Le plus intéressant, en fin de compte, réside peut-être dans la question économique, qui, on le sait, amuse toujours CSS.

Pourquoi faire un film de ce qui ressortit au concept du making of ?

Nous avions déjà quelques hypothèses en réserve qui se sont concrétisées au visionnage.


Entrée encombrée du cinéma Utopia à Bordeaux.

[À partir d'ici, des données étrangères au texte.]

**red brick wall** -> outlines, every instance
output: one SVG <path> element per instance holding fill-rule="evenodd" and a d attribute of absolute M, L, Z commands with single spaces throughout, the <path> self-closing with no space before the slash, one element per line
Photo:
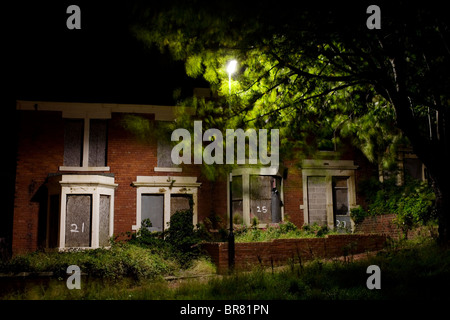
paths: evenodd
<path fill-rule="evenodd" d="M 324 238 L 276 239 L 270 242 L 235 244 L 235 268 L 249 270 L 257 265 L 282 265 L 293 259 L 296 263 L 313 258 L 332 258 L 343 255 L 376 251 L 384 247 L 382 235 L 328 235 Z M 218 273 L 228 271 L 228 243 L 202 245 L 217 266 Z"/>
<path fill-rule="evenodd" d="M 64 157 L 64 121 L 60 112 L 20 111 L 19 117 L 12 240 L 14 254 L 38 248 L 38 233 L 43 230 L 39 230 L 38 226 L 39 211 L 45 214 L 39 200 L 46 200 L 45 191 L 41 190 L 48 174 L 59 172 Z M 148 118 L 153 119 L 153 116 Z M 113 113 L 108 126 L 108 172 L 114 174 L 115 183 L 119 185 L 114 202 L 115 235 L 131 231 L 136 224 L 137 192 L 131 184 L 138 175 L 196 176 L 202 183 L 198 191 L 199 221 L 210 215 L 212 206 L 218 214 L 226 216 L 226 183 L 210 183 L 201 174 L 199 166 L 194 165 L 185 166 L 181 173 L 155 172 L 156 140 L 145 142 L 137 139 L 124 129 L 122 119 L 123 114 Z M 223 190 L 225 193 L 222 193 Z"/>
<path fill-rule="evenodd" d="M 34 251 L 38 246 L 40 188 L 47 175 L 63 164 L 64 126 L 61 113 L 22 111 L 13 217 L 12 250 Z"/>
<path fill-rule="evenodd" d="M 297 168 L 295 161 L 285 161 L 288 168 L 287 179 L 283 181 L 283 210 L 285 220 L 289 220 L 297 227 L 304 224 L 303 210 L 303 183 L 301 169 Z"/>
<path fill-rule="evenodd" d="M 355 232 L 366 234 L 382 234 L 398 239 L 401 230 L 394 224 L 395 214 L 366 217 L 355 226 Z"/>
<path fill-rule="evenodd" d="M 141 115 L 142 116 L 142 115 Z M 147 118 L 153 119 L 152 116 Z M 186 165 L 182 172 L 155 172 L 157 140 L 142 141 L 122 125 L 123 114 L 114 114 L 108 132 L 108 165 L 119 184 L 115 192 L 114 233 L 131 231 L 136 224 L 136 188 L 131 186 L 137 176 L 194 176 L 202 185 L 198 190 L 198 220 L 210 215 L 211 183 L 201 174 L 200 167 Z M 226 195 L 226 193 L 225 193 Z M 225 196 L 226 197 L 226 196 Z M 226 199 L 225 199 L 226 203 Z M 226 210 L 225 210 L 226 213 Z"/>

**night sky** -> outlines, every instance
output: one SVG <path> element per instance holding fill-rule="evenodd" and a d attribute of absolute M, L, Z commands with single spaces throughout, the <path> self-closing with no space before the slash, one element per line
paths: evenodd
<path fill-rule="evenodd" d="M 9 94 L 24 100 L 170 105 L 174 89 L 192 93 L 182 62 L 131 34 L 130 4 L 92 2 L 19 2 L 4 12 Z M 71 4 L 81 9 L 81 30 L 66 27 Z"/>

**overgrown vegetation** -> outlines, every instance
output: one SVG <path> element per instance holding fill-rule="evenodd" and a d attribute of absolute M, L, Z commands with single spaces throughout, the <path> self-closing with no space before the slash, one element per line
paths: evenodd
<path fill-rule="evenodd" d="M 383 183 L 370 179 L 360 184 L 360 191 L 368 206 L 366 210 L 361 207 L 351 210 L 355 223 L 367 216 L 393 213 L 397 215 L 396 224 L 406 233 L 436 219 L 435 194 L 426 182 L 407 177 L 405 183 L 398 186 L 395 179 Z"/>
<path fill-rule="evenodd" d="M 381 290 L 366 287 L 369 265 L 381 269 Z M 54 279 L 5 299 L 255 299 L 255 300 L 448 300 L 450 251 L 430 238 L 392 242 L 376 256 L 351 260 L 292 261 L 283 269 L 234 273 L 209 280 L 190 279 L 176 285 L 162 281 L 125 278 L 111 282 L 83 279 L 81 290 L 68 290 Z"/>
<path fill-rule="evenodd" d="M 317 224 L 304 225 L 302 228 L 298 228 L 289 221 L 269 226 L 266 229 L 260 229 L 257 225 L 258 223 L 254 222 L 250 227 L 244 225 L 239 226 L 235 231 L 235 241 L 257 242 L 271 241 L 274 239 L 314 238 L 337 233 L 337 231 L 330 230 L 327 226 L 319 226 Z"/>
<path fill-rule="evenodd" d="M 192 224 L 192 210 L 181 210 L 171 217 L 167 231 L 151 232 L 149 220 L 142 228 L 129 234 L 127 241 L 111 241 L 109 249 L 36 251 L 17 255 L 0 262 L 0 273 L 53 272 L 66 276 L 67 267 L 77 265 L 89 276 L 107 279 L 155 279 L 192 267 L 204 258 L 198 243 L 202 228 Z"/>

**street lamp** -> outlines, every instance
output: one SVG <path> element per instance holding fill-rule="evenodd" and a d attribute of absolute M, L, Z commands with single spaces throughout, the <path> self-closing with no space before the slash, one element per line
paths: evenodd
<path fill-rule="evenodd" d="M 227 65 L 227 73 L 228 73 L 228 89 L 231 95 L 231 75 L 236 72 L 237 61 L 231 60 Z"/>
<path fill-rule="evenodd" d="M 227 73 L 228 73 L 228 92 L 231 96 L 231 75 L 236 72 L 237 61 L 231 60 L 227 65 Z M 228 104 L 228 107 L 231 109 L 231 102 Z M 229 178 L 229 190 L 230 190 L 230 198 L 229 198 L 229 207 L 230 207 L 230 233 L 228 234 L 228 268 L 229 271 L 232 272 L 234 270 L 234 233 L 233 233 L 233 174 L 230 172 Z"/>

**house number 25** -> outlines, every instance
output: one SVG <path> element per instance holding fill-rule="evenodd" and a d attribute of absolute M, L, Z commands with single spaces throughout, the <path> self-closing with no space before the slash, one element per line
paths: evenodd
<path fill-rule="evenodd" d="M 266 213 L 267 212 L 267 208 L 266 206 L 256 206 L 256 212 L 262 212 L 262 213 Z"/>
<path fill-rule="evenodd" d="M 76 223 L 72 223 L 70 225 L 70 232 L 80 232 Z M 81 232 L 84 232 L 84 222 L 81 224 Z"/>

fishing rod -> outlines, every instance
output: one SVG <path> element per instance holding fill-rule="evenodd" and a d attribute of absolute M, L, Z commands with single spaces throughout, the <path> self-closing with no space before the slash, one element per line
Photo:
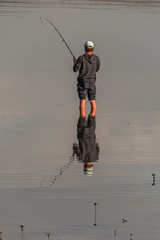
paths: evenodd
<path fill-rule="evenodd" d="M 43 20 L 46 20 L 47 22 L 49 22 L 49 23 L 54 27 L 54 29 L 55 29 L 56 32 L 59 34 L 59 36 L 61 37 L 62 41 L 64 42 L 64 44 L 66 45 L 66 47 L 67 47 L 68 50 L 70 51 L 72 57 L 75 58 L 73 52 L 71 51 L 70 47 L 68 46 L 68 44 L 66 43 L 66 41 L 65 41 L 64 38 L 62 37 L 61 33 L 60 33 L 60 32 L 58 31 L 58 29 L 56 28 L 56 26 L 55 26 L 48 18 L 40 17 L 40 20 L 41 20 L 41 22 L 42 22 L 43 25 L 44 25 Z"/>

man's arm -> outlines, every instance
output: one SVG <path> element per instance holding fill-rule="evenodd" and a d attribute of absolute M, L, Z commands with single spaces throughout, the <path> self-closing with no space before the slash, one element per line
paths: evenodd
<path fill-rule="evenodd" d="M 96 72 L 99 72 L 99 70 L 100 70 L 100 59 L 99 59 L 99 57 L 97 57 L 97 70 L 96 70 Z"/>
<path fill-rule="evenodd" d="M 73 71 L 77 72 L 81 68 L 82 58 L 81 57 L 79 57 L 78 59 L 73 58 L 73 62 L 74 62 Z"/>

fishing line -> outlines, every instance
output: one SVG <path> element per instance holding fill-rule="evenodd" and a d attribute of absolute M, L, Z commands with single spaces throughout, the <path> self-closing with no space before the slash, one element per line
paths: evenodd
<path fill-rule="evenodd" d="M 68 44 L 66 43 L 66 41 L 64 40 L 64 38 L 62 37 L 61 33 L 58 31 L 58 29 L 56 28 L 56 26 L 48 19 L 48 18 L 45 18 L 45 17 L 40 17 L 40 20 L 42 22 L 43 25 L 44 24 L 44 21 L 43 20 L 46 20 L 47 22 L 49 22 L 53 27 L 54 29 L 56 30 L 56 32 L 59 34 L 59 36 L 61 37 L 62 41 L 64 42 L 64 44 L 66 45 L 66 47 L 68 48 L 69 52 L 71 53 L 72 57 L 75 58 L 73 52 L 71 51 L 70 47 L 68 46 Z"/>

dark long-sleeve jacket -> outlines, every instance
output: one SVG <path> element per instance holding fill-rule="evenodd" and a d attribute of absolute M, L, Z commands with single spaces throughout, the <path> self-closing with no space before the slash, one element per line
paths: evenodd
<path fill-rule="evenodd" d="M 100 69 L 99 57 L 92 54 L 84 54 L 80 56 L 73 66 L 73 71 L 79 71 L 79 76 L 77 78 L 78 82 L 96 82 L 96 72 Z"/>

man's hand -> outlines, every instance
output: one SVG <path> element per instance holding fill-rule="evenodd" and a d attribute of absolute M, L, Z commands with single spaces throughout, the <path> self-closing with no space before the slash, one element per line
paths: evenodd
<path fill-rule="evenodd" d="M 73 62 L 74 62 L 74 64 L 76 64 L 76 62 L 77 62 L 77 59 L 75 57 L 73 58 Z"/>

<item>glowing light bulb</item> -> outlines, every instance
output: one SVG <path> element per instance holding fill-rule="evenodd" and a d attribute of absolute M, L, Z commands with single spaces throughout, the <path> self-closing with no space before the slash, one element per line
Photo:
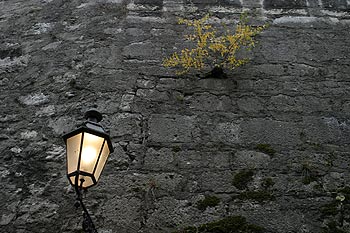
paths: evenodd
<path fill-rule="evenodd" d="M 88 168 L 95 162 L 97 150 L 92 146 L 84 147 L 81 153 L 81 163 L 84 168 Z"/>

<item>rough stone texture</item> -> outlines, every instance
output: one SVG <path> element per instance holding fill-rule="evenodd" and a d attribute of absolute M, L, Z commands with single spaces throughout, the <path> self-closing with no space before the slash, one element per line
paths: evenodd
<path fill-rule="evenodd" d="M 229 215 L 271 233 L 339 221 L 320 211 L 350 186 L 349 9 L 346 0 L 0 0 L 0 232 L 80 232 L 61 135 L 93 106 L 115 147 L 86 195 L 101 233 L 172 232 Z M 210 12 L 220 25 L 243 10 L 270 27 L 228 79 L 161 66 L 183 44 L 177 16 Z M 239 190 L 232 179 L 245 169 L 254 175 Z M 274 199 L 235 198 L 264 188 Z M 220 204 L 197 209 L 205 195 Z"/>

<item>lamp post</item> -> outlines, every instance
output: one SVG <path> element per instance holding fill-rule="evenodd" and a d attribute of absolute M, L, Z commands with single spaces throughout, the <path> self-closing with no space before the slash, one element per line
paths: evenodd
<path fill-rule="evenodd" d="M 67 177 L 77 194 L 76 206 L 80 205 L 84 211 L 83 229 L 97 233 L 81 192 L 97 184 L 113 146 L 109 135 L 99 124 L 101 113 L 91 109 L 85 113 L 85 118 L 86 121 L 77 129 L 63 135 L 63 140 L 67 149 Z"/>

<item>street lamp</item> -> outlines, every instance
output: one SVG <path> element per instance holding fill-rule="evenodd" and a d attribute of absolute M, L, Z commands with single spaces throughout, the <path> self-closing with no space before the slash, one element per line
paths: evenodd
<path fill-rule="evenodd" d="M 113 152 L 109 135 L 99 124 L 102 115 L 95 109 L 85 113 L 86 121 L 77 129 L 63 135 L 67 148 L 67 177 L 77 193 L 77 206 L 83 208 L 83 229 L 97 233 L 92 219 L 83 204 L 81 191 L 100 178 L 108 155 Z"/>

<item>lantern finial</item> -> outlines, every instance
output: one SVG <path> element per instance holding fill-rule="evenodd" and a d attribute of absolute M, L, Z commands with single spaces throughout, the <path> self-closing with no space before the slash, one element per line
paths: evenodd
<path fill-rule="evenodd" d="M 85 119 L 92 122 L 100 122 L 102 120 L 102 114 L 97 111 L 96 108 L 89 109 L 85 112 Z"/>

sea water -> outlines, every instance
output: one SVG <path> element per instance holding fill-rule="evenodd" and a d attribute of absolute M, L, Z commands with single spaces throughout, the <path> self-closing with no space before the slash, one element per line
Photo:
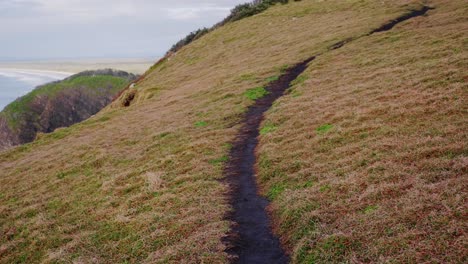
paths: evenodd
<path fill-rule="evenodd" d="M 62 80 L 70 75 L 72 73 L 0 68 L 0 111 L 35 87 Z"/>

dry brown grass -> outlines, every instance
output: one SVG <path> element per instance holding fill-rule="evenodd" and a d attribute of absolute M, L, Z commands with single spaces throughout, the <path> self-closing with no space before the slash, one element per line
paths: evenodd
<path fill-rule="evenodd" d="M 416 246 L 444 250 L 444 241 L 456 245 L 447 256 L 459 252 L 464 236 L 458 242 L 455 235 L 438 237 L 446 237 L 441 230 L 466 230 L 457 216 L 465 199 L 463 178 L 449 167 L 453 162 L 459 175 L 466 172 L 466 112 L 460 110 L 466 94 L 464 84 L 454 81 L 466 68 L 461 62 L 466 40 L 465 46 L 455 46 L 461 52 L 444 49 L 464 37 L 451 17 L 458 23 L 466 20 L 461 19 L 463 9 L 457 16 L 444 11 L 452 8 L 450 3 L 432 12 L 443 25 L 429 28 L 426 22 L 411 21 L 398 28 L 402 41 L 392 35 L 396 29 L 324 55 L 313 64 L 309 81 L 293 93 L 300 96 L 285 98 L 271 111 L 268 118 L 278 129 L 262 137 L 261 183 L 266 192 L 285 184 L 284 191 L 276 192 L 272 210 L 297 262 L 301 252 L 315 252 L 314 236 L 320 243 L 368 242 L 382 234 L 375 226 L 386 230 L 383 224 L 393 222 L 398 224 L 390 230 L 392 243 L 384 243 L 392 238 L 387 235 L 373 240 L 369 250 L 365 244 L 345 247 L 335 259 L 333 252 L 341 248 L 328 243 L 332 247 L 323 259 L 384 262 L 397 257 L 404 262 L 420 259 L 423 250 Z M 109 108 L 1 154 L 0 262 L 226 262 L 221 238 L 229 228 L 224 216 L 230 208 L 226 186 L 219 181 L 220 161 L 252 104 L 243 93 L 266 84 L 284 65 L 363 35 L 416 5 L 412 0 L 280 5 L 218 29 L 152 69 L 136 87 L 130 107 Z M 436 34 L 437 40 L 444 34 L 451 38 L 430 46 L 426 34 L 413 36 L 418 30 Z M 413 40 L 434 53 L 421 53 Z M 466 83 L 466 76 L 461 77 Z M 407 96 L 408 85 L 416 97 Z M 392 89 L 383 93 L 387 86 Z M 315 135 L 324 123 L 334 129 Z M 415 136 L 422 132 L 429 134 Z M 433 149 L 439 152 L 430 154 Z M 453 157 L 445 150 L 453 151 Z M 451 158 L 442 158 L 445 154 Z M 270 168 L 262 161 L 269 161 Z M 380 167 L 385 170 L 379 172 Z M 272 171 L 283 178 L 268 177 Z M 438 171 L 448 181 L 441 181 Z M 433 178 L 432 185 L 425 182 L 426 175 Z M 296 183 L 309 187 L 293 189 Z M 450 208 L 452 214 L 443 218 L 431 208 Z M 426 221 L 426 229 L 412 229 L 411 223 L 427 220 L 425 215 L 421 221 L 415 218 L 426 209 L 435 217 L 432 225 Z M 338 216 L 349 218 L 337 221 Z M 317 228 L 305 232 L 298 226 Z M 434 237 L 427 238 L 424 230 L 433 230 Z M 405 241 L 411 243 L 399 244 Z M 433 255 L 441 257 L 437 252 Z"/>
<path fill-rule="evenodd" d="M 468 261 L 468 6 L 433 4 L 317 58 L 268 114 L 259 177 L 294 262 Z"/>

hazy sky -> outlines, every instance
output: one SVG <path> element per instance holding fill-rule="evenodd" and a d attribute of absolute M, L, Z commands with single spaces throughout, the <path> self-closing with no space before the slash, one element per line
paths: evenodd
<path fill-rule="evenodd" d="M 157 57 L 248 0 L 0 0 L 0 60 Z"/>

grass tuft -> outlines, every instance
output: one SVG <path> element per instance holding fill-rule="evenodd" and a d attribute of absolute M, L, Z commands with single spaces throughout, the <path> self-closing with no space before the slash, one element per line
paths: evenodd
<path fill-rule="evenodd" d="M 268 91 L 265 89 L 265 87 L 256 87 L 256 88 L 248 89 L 244 93 L 245 97 L 254 101 L 266 96 L 267 94 L 268 94 Z"/>

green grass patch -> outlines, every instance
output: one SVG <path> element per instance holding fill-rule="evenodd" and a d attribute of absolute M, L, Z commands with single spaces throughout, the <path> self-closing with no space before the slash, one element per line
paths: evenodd
<path fill-rule="evenodd" d="M 319 190 L 320 190 L 320 192 L 328 192 L 328 191 L 331 190 L 331 186 L 328 185 L 328 184 L 325 184 L 325 185 L 320 186 Z"/>
<path fill-rule="evenodd" d="M 208 123 L 205 122 L 205 121 L 195 122 L 195 127 L 206 127 L 207 125 L 208 125 Z"/>
<path fill-rule="evenodd" d="M 317 134 L 325 134 L 328 131 L 330 131 L 332 128 L 333 128 L 332 124 L 325 124 L 325 125 L 321 125 L 317 127 L 315 131 L 317 132 Z"/>
<path fill-rule="evenodd" d="M 279 195 L 281 195 L 286 190 L 286 186 L 284 184 L 277 184 L 268 191 L 268 199 L 275 200 Z"/>
<path fill-rule="evenodd" d="M 279 80 L 279 76 L 270 76 L 270 77 L 266 78 L 265 80 L 267 82 L 274 82 L 274 81 Z"/>
<path fill-rule="evenodd" d="M 256 88 L 248 89 L 244 93 L 245 97 L 254 101 L 264 97 L 267 94 L 268 94 L 268 91 L 265 89 L 265 87 L 256 87 Z"/>
<path fill-rule="evenodd" d="M 379 207 L 377 205 L 369 205 L 369 206 L 366 206 L 366 208 L 364 208 L 364 210 L 362 210 L 362 212 L 364 214 L 371 214 L 374 211 L 376 211 L 377 209 L 379 209 Z"/>
<path fill-rule="evenodd" d="M 209 163 L 211 165 L 219 165 L 219 164 L 227 162 L 228 160 L 229 160 L 228 156 L 222 156 L 220 158 L 210 160 Z"/>
<path fill-rule="evenodd" d="M 262 129 L 260 129 L 260 135 L 266 135 L 268 133 L 274 132 L 276 129 L 278 129 L 277 126 L 273 124 L 266 124 L 262 127 Z"/>

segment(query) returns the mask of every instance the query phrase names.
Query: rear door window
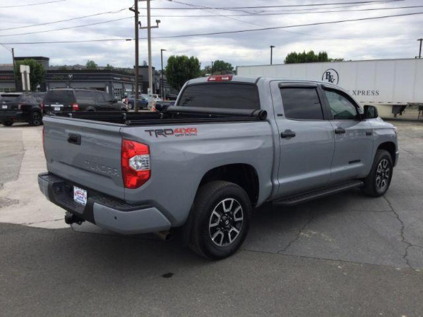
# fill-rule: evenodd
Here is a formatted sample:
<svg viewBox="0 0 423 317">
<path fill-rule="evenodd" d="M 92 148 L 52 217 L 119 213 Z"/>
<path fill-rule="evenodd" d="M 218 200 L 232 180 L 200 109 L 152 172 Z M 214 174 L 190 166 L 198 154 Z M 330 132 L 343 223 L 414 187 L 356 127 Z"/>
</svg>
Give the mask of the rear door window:
<svg viewBox="0 0 423 317">
<path fill-rule="evenodd" d="M 77 103 L 78 104 L 95 104 L 96 103 L 94 94 L 91 91 L 75 90 L 75 96 L 76 97 Z"/>
<path fill-rule="evenodd" d="M 354 120 L 358 112 L 353 102 L 341 92 L 324 90 L 334 120 Z"/>
<path fill-rule="evenodd" d="M 321 104 L 315 87 L 280 88 L 285 117 L 294 120 L 322 120 Z"/>
<path fill-rule="evenodd" d="M 74 95 L 71 90 L 53 90 L 47 92 L 44 101 L 46 104 L 52 102 L 72 103 L 74 102 Z"/>
<path fill-rule="evenodd" d="M 184 90 L 177 106 L 230 109 L 258 109 L 258 92 L 255 85 L 212 83 L 193 85 Z"/>
</svg>

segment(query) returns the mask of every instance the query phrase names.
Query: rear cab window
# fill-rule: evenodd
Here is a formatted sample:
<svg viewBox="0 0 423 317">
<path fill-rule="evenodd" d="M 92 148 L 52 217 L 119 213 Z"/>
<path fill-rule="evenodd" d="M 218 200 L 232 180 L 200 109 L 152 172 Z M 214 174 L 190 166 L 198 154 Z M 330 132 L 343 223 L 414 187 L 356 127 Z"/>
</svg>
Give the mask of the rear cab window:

  1. Il y a de toute évidence chez Philippe Béziat une prétention à l'esthétique tout à fait réelle - et assez bien réalisée -, qui veut tirer le documentaire vers la poésie. On y reviendra.
  2. Le fait de sortir en salle permet accessoirement d'obtenir des subventions du CNC (Centre National de la Cinématographie), ce qui n'est jamais à négliger pour un film à ce point de niche (public d'opéra, qui aime Pelléas, et qui est prêt à se déplacer au cinéma pour voir des bouts de répétition...).
  3. La sortie en salle permet de prolonger la rentabilité du film : contrairement à une représentation en scène, reproduire un film ne coûte que peu par rapport au prix de la conception initiale. Seuls le projectionniste, l'ouvreur et le vendeur de billets sont mobilisés - et la salle occupée. Pas d'acteurs, de musiciens ni de techniciens, et plusieurs autres salles peuvent être remplies (à part le projectionniste sans doute, le reste du personnel se partage donc pour d'autres 'spectacles' projetés).
  4. Tout bêtement, le fait d'être diffusé, même très confidentiellement (quinze petites salles sur toute la France), permet de bénéficier d'un écho que n'aurait jamais un DVD, et à plus forte raison un DVD documentaire.


C'est donc à mon avis une fine analyse de la situation, qui devrait favoriser les ventes de DVDs, si le public ne boude pas le produit comme pas assez ambitieux pour un film.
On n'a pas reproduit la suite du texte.